QUOROM provides a system for rating studies to be included in meta-analyses of randomized clinical trials. We did not use this system, for we wished to incorporate all available data. We judged all four cited articles as equally relevant in providing accurate data for our purposes. Other studies utilizing G-CSF with R-CHOP for the treatment of FL, such as by Niitsu et al., were excluded because they attempted to use G-CSF as a treatment modality, and responses changed depending on the dose of G-CSF provided. As with any paper, much information was omitted from our study and one should not use this article as a crutch when determining the appropriate chemotherapeutic protocol for a patient. Profiles of side effects of Adriamycin were not evaluated, nor could we provide a correlation between specific responses and length of survival or cost of treatment. One should always evaluate specific cases when deciding the treatment protocol appropriate for the individual.

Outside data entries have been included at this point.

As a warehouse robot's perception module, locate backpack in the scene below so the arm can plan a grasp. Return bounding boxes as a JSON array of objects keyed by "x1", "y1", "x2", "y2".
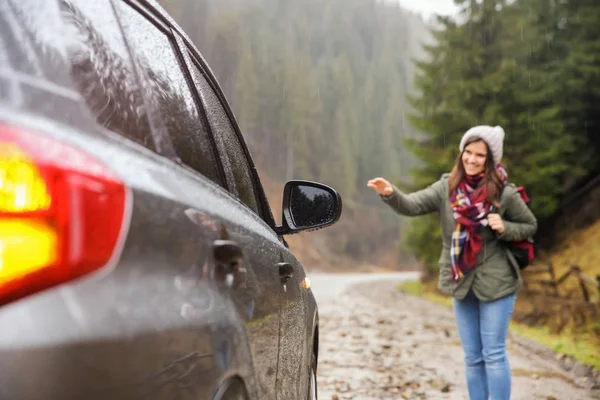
[{"x1": 500, "y1": 186, "x2": 535, "y2": 270}]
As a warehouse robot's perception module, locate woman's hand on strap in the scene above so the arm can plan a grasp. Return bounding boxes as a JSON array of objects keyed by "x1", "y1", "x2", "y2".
[
  {"x1": 367, "y1": 178, "x2": 394, "y2": 196},
  {"x1": 488, "y1": 214, "x2": 504, "y2": 234}
]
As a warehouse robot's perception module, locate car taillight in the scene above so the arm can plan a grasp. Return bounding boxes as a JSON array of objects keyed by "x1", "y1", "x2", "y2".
[{"x1": 0, "y1": 125, "x2": 129, "y2": 305}]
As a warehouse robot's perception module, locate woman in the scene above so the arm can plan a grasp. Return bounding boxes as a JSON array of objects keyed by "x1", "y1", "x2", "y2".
[{"x1": 368, "y1": 125, "x2": 537, "y2": 400}]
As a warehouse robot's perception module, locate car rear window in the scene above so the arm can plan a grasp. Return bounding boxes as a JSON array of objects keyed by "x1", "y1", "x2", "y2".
[
  {"x1": 118, "y1": 2, "x2": 222, "y2": 184},
  {"x1": 59, "y1": 0, "x2": 156, "y2": 151}
]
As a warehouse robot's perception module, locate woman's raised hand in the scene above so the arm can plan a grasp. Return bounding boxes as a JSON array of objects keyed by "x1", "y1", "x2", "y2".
[{"x1": 367, "y1": 178, "x2": 394, "y2": 196}]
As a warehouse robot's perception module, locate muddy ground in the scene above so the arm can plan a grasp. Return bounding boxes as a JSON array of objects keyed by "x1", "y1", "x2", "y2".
[{"x1": 318, "y1": 280, "x2": 600, "y2": 400}]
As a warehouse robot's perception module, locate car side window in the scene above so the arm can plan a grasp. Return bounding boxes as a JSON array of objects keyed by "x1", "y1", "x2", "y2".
[
  {"x1": 190, "y1": 54, "x2": 260, "y2": 215},
  {"x1": 118, "y1": 2, "x2": 223, "y2": 185},
  {"x1": 59, "y1": 0, "x2": 156, "y2": 151}
]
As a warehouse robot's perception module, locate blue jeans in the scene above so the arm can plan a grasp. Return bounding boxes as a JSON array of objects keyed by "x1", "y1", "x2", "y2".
[{"x1": 452, "y1": 291, "x2": 516, "y2": 400}]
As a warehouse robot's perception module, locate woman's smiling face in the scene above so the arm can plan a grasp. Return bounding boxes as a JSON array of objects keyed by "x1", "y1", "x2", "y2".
[{"x1": 462, "y1": 140, "x2": 487, "y2": 175}]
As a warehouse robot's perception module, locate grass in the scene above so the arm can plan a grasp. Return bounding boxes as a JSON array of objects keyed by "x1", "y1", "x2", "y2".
[{"x1": 397, "y1": 281, "x2": 600, "y2": 370}]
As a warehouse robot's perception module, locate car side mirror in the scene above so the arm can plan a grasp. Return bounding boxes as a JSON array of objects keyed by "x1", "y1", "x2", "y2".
[{"x1": 276, "y1": 180, "x2": 342, "y2": 235}]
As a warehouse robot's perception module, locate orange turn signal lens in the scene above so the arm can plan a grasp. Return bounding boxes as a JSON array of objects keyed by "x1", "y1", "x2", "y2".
[
  {"x1": 0, "y1": 143, "x2": 51, "y2": 213},
  {"x1": 0, "y1": 218, "x2": 57, "y2": 285}
]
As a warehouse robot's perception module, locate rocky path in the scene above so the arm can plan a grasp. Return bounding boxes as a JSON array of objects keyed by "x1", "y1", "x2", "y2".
[{"x1": 315, "y1": 279, "x2": 597, "y2": 400}]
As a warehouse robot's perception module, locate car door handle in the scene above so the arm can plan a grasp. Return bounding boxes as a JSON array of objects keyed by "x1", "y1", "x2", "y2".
[
  {"x1": 276, "y1": 262, "x2": 294, "y2": 282},
  {"x1": 213, "y1": 239, "x2": 244, "y2": 267}
]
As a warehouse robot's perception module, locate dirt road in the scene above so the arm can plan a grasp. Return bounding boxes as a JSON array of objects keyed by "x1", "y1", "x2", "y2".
[{"x1": 311, "y1": 274, "x2": 598, "y2": 400}]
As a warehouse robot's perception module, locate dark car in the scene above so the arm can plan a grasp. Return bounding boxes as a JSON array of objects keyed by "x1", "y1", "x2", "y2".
[{"x1": 0, "y1": 0, "x2": 342, "y2": 400}]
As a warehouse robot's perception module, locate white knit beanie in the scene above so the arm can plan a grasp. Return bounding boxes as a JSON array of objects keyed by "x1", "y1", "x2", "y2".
[{"x1": 459, "y1": 125, "x2": 504, "y2": 165}]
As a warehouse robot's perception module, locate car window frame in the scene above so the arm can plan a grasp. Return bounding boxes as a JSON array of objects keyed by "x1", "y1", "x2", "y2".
[
  {"x1": 110, "y1": 0, "x2": 282, "y2": 231},
  {"x1": 111, "y1": 0, "x2": 230, "y2": 189},
  {"x1": 172, "y1": 37, "x2": 275, "y2": 231}
]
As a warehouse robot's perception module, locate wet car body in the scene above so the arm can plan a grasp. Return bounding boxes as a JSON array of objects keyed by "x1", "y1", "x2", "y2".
[{"x1": 0, "y1": 0, "x2": 341, "y2": 400}]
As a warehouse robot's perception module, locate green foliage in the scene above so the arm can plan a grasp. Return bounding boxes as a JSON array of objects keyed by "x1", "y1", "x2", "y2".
[
  {"x1": 160, "y1": 0, "x2": 428, "y2": 262},
  {"x1": 407, "y1": 0, "x2": 600, "y2": 272}
]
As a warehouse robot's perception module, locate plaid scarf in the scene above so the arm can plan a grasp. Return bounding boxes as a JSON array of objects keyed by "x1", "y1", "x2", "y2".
[{"x1": 450, "y1": 164, "x2": 508, "y2": 282}]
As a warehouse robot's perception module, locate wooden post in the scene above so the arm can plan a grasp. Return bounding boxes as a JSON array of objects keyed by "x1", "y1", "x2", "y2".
[
  {"x1": 548, "y1": 262, "x2": 558, "y2": 297},
  {"x1": 571, "y1": 265, "x2": 590, "y2": 303}
]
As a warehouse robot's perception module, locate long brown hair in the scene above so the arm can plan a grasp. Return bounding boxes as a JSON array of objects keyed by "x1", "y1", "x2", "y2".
[{"x1": 448, "y1": 138, "x2": 502, "y2": 208}]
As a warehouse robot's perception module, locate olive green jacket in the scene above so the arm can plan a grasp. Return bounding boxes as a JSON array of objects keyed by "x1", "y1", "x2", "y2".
[{"x1": 381, "y1": 174, "x2": 537, "y2": 301}]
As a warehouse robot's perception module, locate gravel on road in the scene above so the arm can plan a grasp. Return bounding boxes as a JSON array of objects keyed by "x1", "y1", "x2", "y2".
[{"x1": 317, "y1": 280, "x2": 597, "y2": 400}]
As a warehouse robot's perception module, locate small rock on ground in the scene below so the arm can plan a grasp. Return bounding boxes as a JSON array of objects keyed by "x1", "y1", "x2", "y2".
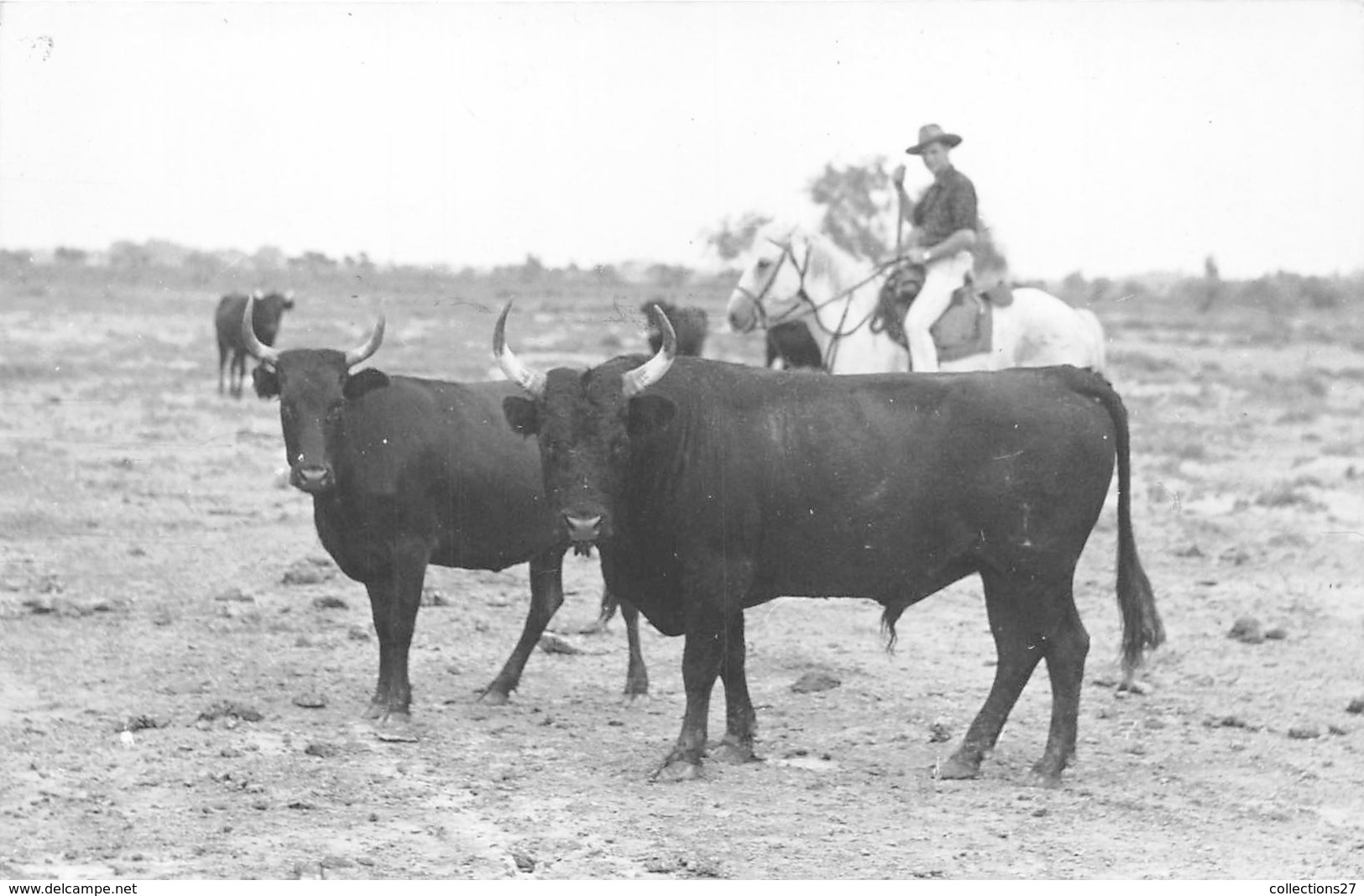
[
  {"x1": 792, "y1": 672, "x2": 843, "y2": 694},
  {"x1": 1226, "y1": 617, "x2": 1264, "y2": 643}
]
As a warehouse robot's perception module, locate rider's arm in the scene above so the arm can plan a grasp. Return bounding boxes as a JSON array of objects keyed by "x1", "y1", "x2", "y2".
[
  {"x1": 895, "y1": 184, "x2": 914, "y2": 225},
  {"x1": 923, "y1": 227, "x2": 975, "y2": 262}
]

The international PRIMA study testing the efficacy of maintenance therapy by rituximab may provide important data in the field of the best induction in patients with follicular lymphoma.
In summary, we conclude that treatment for patients with FL should be individualized. R-CHOP and R-CVP protocols can both achieve excellent overall response. In patients with known cardiac history, omission of anthracyclines is reasonable, and R-CVP provides a very good CR rate. In younger patients with FL where cumulative cardio-toxicity may be of importance in the long term and in whom future stem cell transplantation is an option, R-CVP may be a more appealing option. How the response rates translate to survival is not known and certainly needs to be further clarified in prospectively designed long-term follow-up studies.